The Canadian jobs report for July 2025 indicates an employment change of -40.8K, contrary to the expected +13.5K. Previously, there was an increase of +83.1K. The unemployment rate is 6.9%, which is slightly below the anticipated 7.0%.
Full-time employment dropped by 51.0K, following an earlier increase of 13.5K, whereas part-time employment rose by 10.3K in contrast to an earlier increase of 69.5K. The participation rate is 65.2%, a decline from 65.4%. Average hourly wages grew by 3.3%, compared to a previous rate of 3.2%.

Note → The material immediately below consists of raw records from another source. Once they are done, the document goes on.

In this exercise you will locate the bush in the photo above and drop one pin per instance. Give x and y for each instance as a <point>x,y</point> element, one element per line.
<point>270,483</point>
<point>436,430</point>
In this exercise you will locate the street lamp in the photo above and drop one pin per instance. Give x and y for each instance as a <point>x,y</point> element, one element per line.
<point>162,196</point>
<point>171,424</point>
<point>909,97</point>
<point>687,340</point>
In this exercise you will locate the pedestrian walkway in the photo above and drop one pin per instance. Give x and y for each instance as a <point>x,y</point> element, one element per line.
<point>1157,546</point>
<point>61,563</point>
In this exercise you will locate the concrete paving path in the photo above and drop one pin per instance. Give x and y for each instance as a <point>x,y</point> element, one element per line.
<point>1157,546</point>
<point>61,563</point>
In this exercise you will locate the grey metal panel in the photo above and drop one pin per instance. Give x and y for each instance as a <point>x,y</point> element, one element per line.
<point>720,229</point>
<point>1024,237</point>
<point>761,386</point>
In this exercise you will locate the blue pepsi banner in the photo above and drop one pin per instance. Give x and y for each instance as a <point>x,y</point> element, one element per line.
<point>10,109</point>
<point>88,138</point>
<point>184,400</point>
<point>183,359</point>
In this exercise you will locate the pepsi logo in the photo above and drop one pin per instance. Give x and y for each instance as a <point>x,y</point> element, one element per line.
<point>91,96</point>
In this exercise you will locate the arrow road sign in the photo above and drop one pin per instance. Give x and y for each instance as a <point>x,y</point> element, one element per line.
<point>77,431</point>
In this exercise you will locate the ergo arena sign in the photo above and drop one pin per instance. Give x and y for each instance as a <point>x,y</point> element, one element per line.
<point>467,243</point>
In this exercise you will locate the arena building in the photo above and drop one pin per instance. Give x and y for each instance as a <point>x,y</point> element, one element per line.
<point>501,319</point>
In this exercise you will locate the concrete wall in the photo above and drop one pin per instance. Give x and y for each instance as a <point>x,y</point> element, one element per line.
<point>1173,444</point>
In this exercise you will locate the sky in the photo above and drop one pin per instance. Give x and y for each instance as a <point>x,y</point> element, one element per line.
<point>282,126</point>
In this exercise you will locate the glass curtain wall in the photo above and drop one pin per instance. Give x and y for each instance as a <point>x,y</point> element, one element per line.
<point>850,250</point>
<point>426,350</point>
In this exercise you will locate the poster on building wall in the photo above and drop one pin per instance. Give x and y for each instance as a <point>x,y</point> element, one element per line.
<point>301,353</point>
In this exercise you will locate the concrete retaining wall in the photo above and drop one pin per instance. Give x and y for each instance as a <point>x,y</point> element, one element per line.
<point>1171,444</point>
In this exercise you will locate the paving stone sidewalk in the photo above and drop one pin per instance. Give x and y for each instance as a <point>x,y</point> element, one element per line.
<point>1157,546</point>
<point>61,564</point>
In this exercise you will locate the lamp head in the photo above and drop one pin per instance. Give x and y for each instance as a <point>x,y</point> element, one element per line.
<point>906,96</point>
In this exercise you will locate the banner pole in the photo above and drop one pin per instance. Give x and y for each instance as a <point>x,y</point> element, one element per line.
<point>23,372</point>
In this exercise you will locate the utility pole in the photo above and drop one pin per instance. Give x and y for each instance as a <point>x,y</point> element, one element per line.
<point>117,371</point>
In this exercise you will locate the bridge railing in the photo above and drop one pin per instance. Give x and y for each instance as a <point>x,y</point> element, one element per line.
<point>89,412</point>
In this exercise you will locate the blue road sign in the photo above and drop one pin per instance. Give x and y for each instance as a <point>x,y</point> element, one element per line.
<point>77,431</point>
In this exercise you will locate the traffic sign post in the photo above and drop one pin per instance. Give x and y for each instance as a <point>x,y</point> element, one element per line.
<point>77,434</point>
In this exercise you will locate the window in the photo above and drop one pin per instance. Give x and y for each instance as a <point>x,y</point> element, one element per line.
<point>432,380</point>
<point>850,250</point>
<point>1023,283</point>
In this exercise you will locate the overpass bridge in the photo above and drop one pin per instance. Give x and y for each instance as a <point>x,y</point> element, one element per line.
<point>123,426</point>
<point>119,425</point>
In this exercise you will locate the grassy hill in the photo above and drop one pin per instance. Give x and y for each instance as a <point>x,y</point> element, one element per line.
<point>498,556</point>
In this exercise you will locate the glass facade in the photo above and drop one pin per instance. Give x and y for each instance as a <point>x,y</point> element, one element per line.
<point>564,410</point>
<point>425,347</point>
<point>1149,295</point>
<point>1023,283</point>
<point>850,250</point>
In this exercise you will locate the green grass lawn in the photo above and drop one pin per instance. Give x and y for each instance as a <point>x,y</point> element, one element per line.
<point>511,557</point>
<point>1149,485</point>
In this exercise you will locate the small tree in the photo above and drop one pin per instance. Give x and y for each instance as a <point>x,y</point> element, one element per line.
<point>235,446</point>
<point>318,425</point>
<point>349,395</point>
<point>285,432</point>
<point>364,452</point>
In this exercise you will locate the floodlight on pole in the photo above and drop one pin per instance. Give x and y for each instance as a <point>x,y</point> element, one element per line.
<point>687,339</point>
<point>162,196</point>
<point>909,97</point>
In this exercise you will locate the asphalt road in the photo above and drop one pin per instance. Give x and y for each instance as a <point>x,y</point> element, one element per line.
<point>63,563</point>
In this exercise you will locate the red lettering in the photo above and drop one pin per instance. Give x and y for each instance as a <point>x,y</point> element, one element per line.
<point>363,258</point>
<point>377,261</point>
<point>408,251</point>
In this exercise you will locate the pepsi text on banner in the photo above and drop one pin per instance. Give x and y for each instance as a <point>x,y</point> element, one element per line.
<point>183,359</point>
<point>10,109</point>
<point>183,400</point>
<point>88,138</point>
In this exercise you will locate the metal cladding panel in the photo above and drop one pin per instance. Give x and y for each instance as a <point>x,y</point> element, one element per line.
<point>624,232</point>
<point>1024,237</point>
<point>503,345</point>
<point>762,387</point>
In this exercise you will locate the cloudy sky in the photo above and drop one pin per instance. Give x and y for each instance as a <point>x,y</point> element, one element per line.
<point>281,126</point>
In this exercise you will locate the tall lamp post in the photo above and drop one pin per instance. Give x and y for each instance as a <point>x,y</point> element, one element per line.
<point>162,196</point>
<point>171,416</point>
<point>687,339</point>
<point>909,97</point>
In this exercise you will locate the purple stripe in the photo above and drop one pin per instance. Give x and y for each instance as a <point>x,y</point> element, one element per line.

Weak Employment Growth For The Year
The report suggests weak employment growth for the year, with minimal changes in employment numbers since January. Following the report, the Canadian dollar weakened as traders adjusted the likelihood of a rate cut in September from 33% to 38%.
The Bank of Canada may need more compelling reasons to justify a rate cut in September, considering the higher underlying inflation.
The jobs numbers for July 2025 were a clear disappointment, showing a significant loss of 40,800 jobs when we were expecting a gain. This weakness, especially the drop in full-time work, is why traders are now pricing in a higher chance of a September rate cut, bumping the probability up to 38%. As a result, we’ve seen the Canadian dollar weaken against the US dollar.
Potential September Rate Cut
We remember the situation back in late 2023 and early 2024, when economic growth slowed but inflation remained stubbornly above the Bank of Canada’s 2% target. During that time, the Bank held rates steady for a prolonged period, waiting for clear evidence that inflation was under control before considering cuts. This history suggests the Bank of Canada will be very cautious and may not cut rates based on a single poor jobs report, especially with wages still rising at 3.3%.
For the coming weeks, a key strategy is to use options on Bankers’ Acceptance futures (BAX) to position for a potential September rate cut. Traders are buying contracts that will profit if the Bank of Canada does cut rates, but these are relatively cheap because the chance is still less than 50%. This creates a trade with a defined risk if the Bank decides to hold rates firm due to persistent wage inflation.
Given the weak data, we expect the Canadian dollar to remain under pressure against the US dollar. Looking back, when the Bank of Canada last began a major policy shift, the USDCAD exchange rate often moved significantly in the months leading up to the official announcement. Therefore, using options to short the loonie, such as buying puts on the Canadian dollar, is a popular move to hedge against or profit from further weakness.
The biggest wildcard remains inflation, with the next Consumer Price Index (CPI) report being the most important data point before the September meeting. Canada’s core inflation has been hovering around 2.8% recently, still well above the Bank’s target. If that number comes in hot, it could easily erase the current rate cut bets and cause a sharp reversal in the Canadian dollar.